Laporan Wartawan Tribunnews.com, Vincentius Jyestha
TRIBUNNEWS.COM, JAKARTA - Pengamat komunikasi politik Universitas Esa Unggul M Jamiluddin Ritonga mengatakan respon Presiden Joko Widodo (Jokowi) terhadap kritik BEM UI terlihat normatif.
Jokowi sendiri mengakui tak masalah dengan julukan The King of Lip Service dari BEM UI. Sebab selama ini dia telah me dapat banyak julukan.
"Katanya, sejak dulu (Jokowi) telah banyak menerima berbagai julukan, mulai klemar-klemer, plonga-plongo, otoriter, bebek lumpuh, bapak bipang, hinga yang terakhir the king of lip service," ujar Jamiluddin, kepada wartawan, Rabu (30/6/2021).
Baca juga: Tanggapi Kritikan BEM UI soal The King of Lip Service, Jokowi: Kritik ya Boleh-boleh Saja
Meski menilai tidak masalah dengan kritik tersebut, namun Jamiluddin menyebut Jokowi mengingatkan bangsa ini harus memiliki budaya tata krama dan nilai sopan santun.

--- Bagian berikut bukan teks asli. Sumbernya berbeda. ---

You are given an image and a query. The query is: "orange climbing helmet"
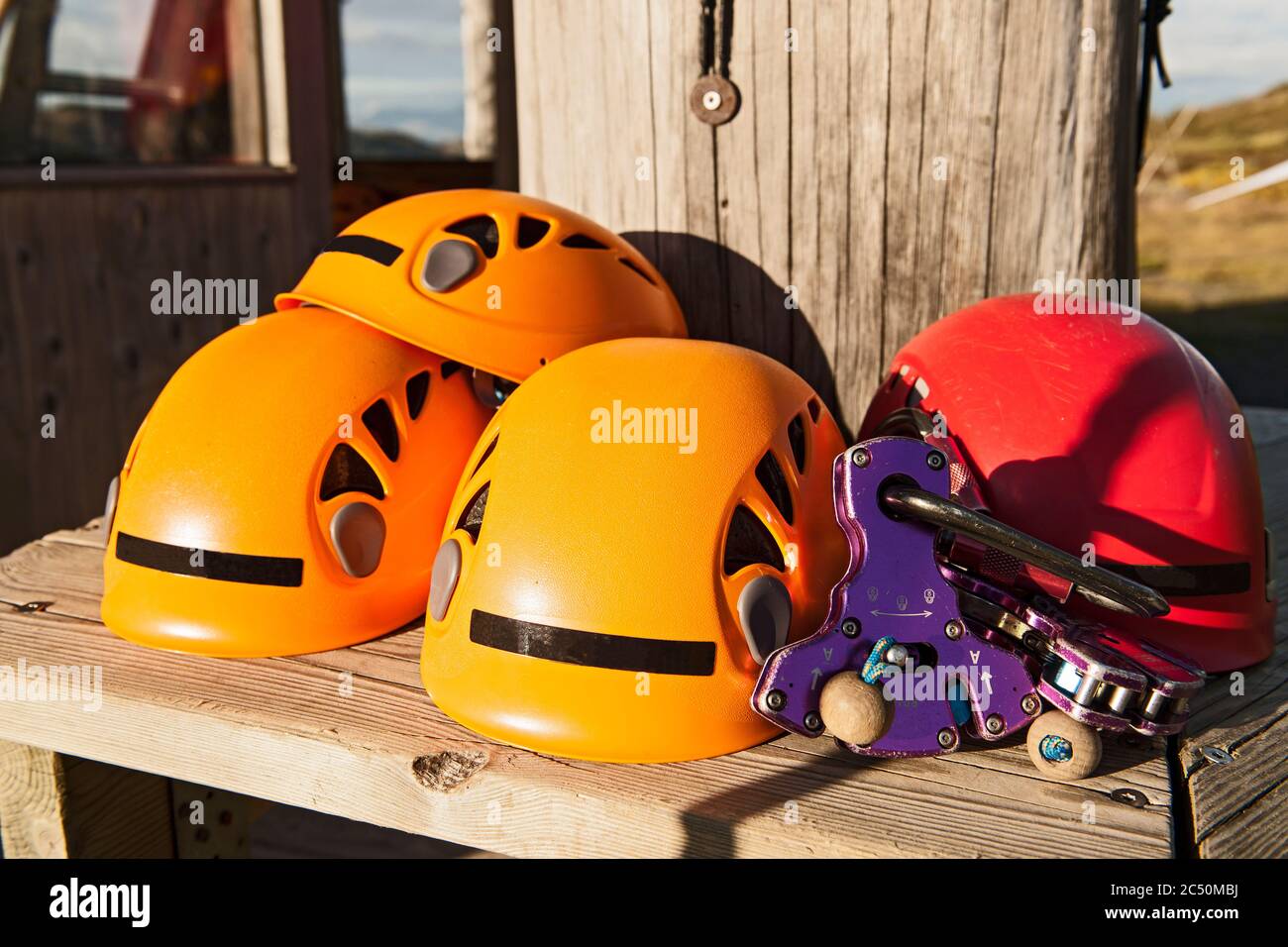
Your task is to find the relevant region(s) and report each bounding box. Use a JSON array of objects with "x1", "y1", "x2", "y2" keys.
[
  {"x1": 421, "y1": 339, "x2": 849, "y2": 763},
  {"x1": 275, "y1": 189, "x2": 687, "y2": 401},
  {"x1": 103, "y1": 308, "x2": 490, "y2": 657}
]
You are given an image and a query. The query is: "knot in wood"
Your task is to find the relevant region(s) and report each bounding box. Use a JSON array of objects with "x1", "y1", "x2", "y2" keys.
[{"x1": 411, "y1": 750, "x2": 486, "y2": 792}]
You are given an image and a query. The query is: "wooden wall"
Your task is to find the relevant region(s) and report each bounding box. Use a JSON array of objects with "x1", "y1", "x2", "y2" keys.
[
  {"x1": 514, "y1": 0, "x2": 1137, "y2": 430},
  {"x1": 0, "y1": 3, "x2": 339, "y2": 554},
  {"x1": 0, "y1": 180, "x2": 296, "y2": 552}
]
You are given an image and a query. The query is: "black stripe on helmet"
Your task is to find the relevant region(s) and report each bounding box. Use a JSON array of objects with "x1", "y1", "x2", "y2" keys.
[
  {"x1": 116, "y1": 532, "x2": 304, "y2": 586},
  {"x1": 322, "y1": 233, "x2": 402, "y2": 266}
]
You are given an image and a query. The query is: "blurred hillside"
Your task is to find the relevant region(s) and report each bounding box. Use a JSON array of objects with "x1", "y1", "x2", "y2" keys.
[{"x1": 1137, "y1": 84, "x2": 1288, "y2": 407}]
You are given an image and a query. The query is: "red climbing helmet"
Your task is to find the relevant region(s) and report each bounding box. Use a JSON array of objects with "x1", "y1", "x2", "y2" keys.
[{"x1": 862, "y1": 294, "x2": 1275, "y2": 673}]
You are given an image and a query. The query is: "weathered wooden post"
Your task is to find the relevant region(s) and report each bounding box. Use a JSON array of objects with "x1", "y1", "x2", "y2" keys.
[{"x1": 514, "y1": 0, "x2": 1138, "y2": 430}]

"Respon Jokowi itu tidak ada yang istimewa. Semuanya normatif, yang memang selayaknya disampaikan seorang pemimpin di negara yang menganut demokrasi," kata Jamiluddin.
Sebab sebenarnya di negara demokrasi, seperti juga Indonesia, kebebasan berpendapat memang dilindungi oleh negara.
Karena itu, dia menilai normal saja kalau Jokowi mengatakan universitas tidak perlu menghalangi mahasiswa untuk berekspresi.
"Justru akan aneh kalau Jokowi mengatakan sebaliknya. Jokowi malah akan dinilai keluar dari koridor negara demokrasi," tegas dia.
Baca juga: Akui Dikatakan Plonga-plongo hingga The King of Lip Service, Jokowi Pilih Fokus Urusi Pandemi
Lebih lanjut, peringatan Jokowi bahwa bangsa ini memiliki budaya tata krama dan nilai sopan santun, kata Jamiluddin, juga sudah kerap disampaikan pemimpin negeri ini. Soeharto termasuk yang sering menyatakan hal itu dalam berbagai kesempatan.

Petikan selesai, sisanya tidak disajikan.